Tzu-An Wu makes experimental films. He likes to manipulate heterogeneous images, sounds, and texts, to question the construction of the narrative and the selfhood. In recent years he works mainly with Super 8 and 16mm film techniques, while he is also interested in the intersection of both analog and digital techniques of visual reproduction. 

He holds an MA in Media Studies from The New School, New York, and a BA in Gender and Cultural Studies from National Tsing Hua University, Taiwan. His works have been shown internationally, including BFI Flare (London), International Film Festival Rotterdam (Netherland), CROSSROADS (San Francisco), MixNYC (New York), EXiS (Korean). He was awarded the jury prize at Festival of Different and Experimental Cinema (Paris). Exhibitions include Taiwan Biennial, Metropolitan Museum of Manila, and Taipei Artist Village, etc. Also, he is a member of The Other Cinema, a collective focus on programing, promoting, and discussing experimental cinema and artist's moving image.

tzuanwu.net

Hou I-Ting

Hou's art practice mainly focuses on long-term project-based creations that employ digital media installation, site-specific performance and participatory projects. In her work, she re-arrange economic production modes in different social sites while exploring more potential methods beyond these modes, which involves economy, body politics and gender education in the post-modern society as well as penitentiaries, incarceration spaces and their history.She is especially interested in the female labor condition in the socioeconomic system of the past and of today. Her practice pivots around the changing relationship between the body and imagery over the course of time. In particular, she transforms her on-site sewing performance into a cultural critique on the labor process within a capitalist society.

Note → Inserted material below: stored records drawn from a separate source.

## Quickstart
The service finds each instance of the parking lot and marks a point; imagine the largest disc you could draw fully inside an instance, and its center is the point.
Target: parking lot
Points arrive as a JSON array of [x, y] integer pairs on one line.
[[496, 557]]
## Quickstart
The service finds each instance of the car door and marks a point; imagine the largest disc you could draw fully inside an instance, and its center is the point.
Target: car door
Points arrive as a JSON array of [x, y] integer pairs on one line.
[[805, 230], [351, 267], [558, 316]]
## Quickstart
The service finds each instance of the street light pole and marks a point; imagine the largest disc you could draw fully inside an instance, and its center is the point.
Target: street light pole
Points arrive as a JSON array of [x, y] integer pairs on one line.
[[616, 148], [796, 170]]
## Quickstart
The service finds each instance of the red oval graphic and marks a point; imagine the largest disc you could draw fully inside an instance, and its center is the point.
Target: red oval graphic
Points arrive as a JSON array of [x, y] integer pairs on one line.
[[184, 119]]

She has exhibited internationally, including We Now Stand — In Order to Map the Future, 21st Century Museum of Contemporary Art, Kanazawa, Japan (2019); Contemporary Art from Asia, Australia and the Pacific: A Selection of Works From QAGOMA’s Asia Pacific Triennial, Centro Cultural La Moneda, Santiago, Chile (2019); Tejiendo identidades (Weaving Identities): Hou I-Ting Solo Exhibition, PHotoEspaña, Centro de Historias, Zaragoza, Spain (2019); Cold Chain: Hou I-Ting Solo Exhibition, Taipei Fine Arts Museum, Taipei, Taiwan (2019); 9th Asia Pacific Triennial of Contemporary Art, Queensland Art Gallery | Gallery of Modern Art, Brisbane, Australia (2018)

Tan Zi Hao 

Tan Zi Hao is an artist, writer, and researcher whose idea has taken shape across a diverse range of topics involving soil ecology, language politics, interpretive etymology, mythical chimeras, and organic assemblages. Informed by the political contestation of identity vis-à-vis the nation-state, his works are conceived with an intention to challenge cultural essentialism and sovereignty by privileging the assemblage. 

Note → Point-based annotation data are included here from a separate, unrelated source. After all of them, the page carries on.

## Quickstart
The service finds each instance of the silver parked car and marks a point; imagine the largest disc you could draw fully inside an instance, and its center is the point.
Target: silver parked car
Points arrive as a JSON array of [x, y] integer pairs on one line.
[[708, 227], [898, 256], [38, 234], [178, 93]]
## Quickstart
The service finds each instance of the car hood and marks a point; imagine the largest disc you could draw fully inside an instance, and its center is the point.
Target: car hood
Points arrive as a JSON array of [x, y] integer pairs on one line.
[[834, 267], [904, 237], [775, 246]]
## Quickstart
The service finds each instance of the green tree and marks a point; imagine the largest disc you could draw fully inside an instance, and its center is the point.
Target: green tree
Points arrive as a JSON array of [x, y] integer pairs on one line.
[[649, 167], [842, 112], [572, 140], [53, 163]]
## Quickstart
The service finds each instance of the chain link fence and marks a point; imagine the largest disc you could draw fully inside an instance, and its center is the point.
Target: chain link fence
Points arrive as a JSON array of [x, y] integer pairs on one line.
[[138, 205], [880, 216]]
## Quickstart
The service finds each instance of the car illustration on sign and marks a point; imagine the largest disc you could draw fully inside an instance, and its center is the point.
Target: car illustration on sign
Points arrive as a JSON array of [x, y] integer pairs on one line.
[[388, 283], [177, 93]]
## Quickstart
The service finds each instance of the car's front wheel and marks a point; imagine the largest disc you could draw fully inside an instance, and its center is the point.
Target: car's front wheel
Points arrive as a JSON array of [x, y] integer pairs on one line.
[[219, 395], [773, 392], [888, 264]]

Tan completed his PhD in Southeast Asian Studies at the National University of Singapore, undertaking fieldwork research on animal imagery in the Islamic art of Cirebon, West Java. His recent exhibitions include Back to Art, A+ Works of Art, Kuala Lumpur, 2020; The Horizon is Just an Illusion: New Thoughts on Landscape, OUR ArtProjects, Kuala Lumpur, 2018; ILHAM Contemporary Forum (Malaysia 2009–2017), ILHAM Gallery, Kuala Lumpur, 2017; Singapore Biennale: An Atlas of Mirrors, Singapore Art Museum, Singapore, 2016–2017.